Asked why Evangelical culture might be a problem for introverts, McHugh notes that the average Evangelical service “feels like walking into a non-alcoholic cocktail party. There is a mingling, chatty informality to evangelicalism that can be daunting for people uncomfortable with small talk and who may prefer a quieter, more contemplative sort of environment.” He adds that “Evangelicalism is a highly talkative, social, upfront, active tradition, and those of us who tend to listen before we speak and like to observe before we engage may feel marginalized, or even spiritually inadequate in such an atmosphere.”
In comparison, the three-hour block of meetings that LDS encounter every Sunday is certainly chatty and informal. The terms “quiet” and “contemplative” don’t generally leap to mind when describing LDS meetings. On the other hand, the LDS socialization process — by which I mean teaching Primary kids and youth to give talks and participate verbally in class, not making them into little socialists — makes almost every Mormon fairly comfortable with delivering talks before an audience and voicing their opinion in groups and classrooms. So I’m just not sure that LDS introverts feel marginalized. I’m not sure they even feel like introverts.
So what exactly is an introvert and how does he or she operate in a church setting? Pay careful attention to this response, bloggers.
Introversion is not synonymous with shyness, passivity, arrogance, timidity, or insecurity. An introvert is someone who first, finds energy in solitude. We lose energy through social interaction, no matter how much we may enjoy it, and we recharge in private, or with a close friend.
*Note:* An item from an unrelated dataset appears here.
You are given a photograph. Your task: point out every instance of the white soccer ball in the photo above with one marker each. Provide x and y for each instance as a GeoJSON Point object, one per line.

Second, introverts process internally. For us, thinking precedes speaking, and when we are presented with new information, we reflect internally on it before we discuss it. And third, we tend to prefer depth over breadth. We would rather have a few close friends than a large circle of acquaintances, and we may enjoy exploring certain topics in great depth rather than spreading ourselves thin over many interests.
So, do Mormon introverts feel out of place at church? If so, I’m guessing they feel just wonderful attending LDS temples, a compensating attraction that Evangelicals don’t offer. But an introvert’s proselyting mission must be a particularly daunting two years. I’m tempted to mention blogging as another safe haven for introverts (imagine, stimulating conversation with no actual human contact required!) but if bloggers are introverts, what are lurkers?
And yes, this seems like the perfect post for long-time T&S visitors who have always read but never commented to take the plunge.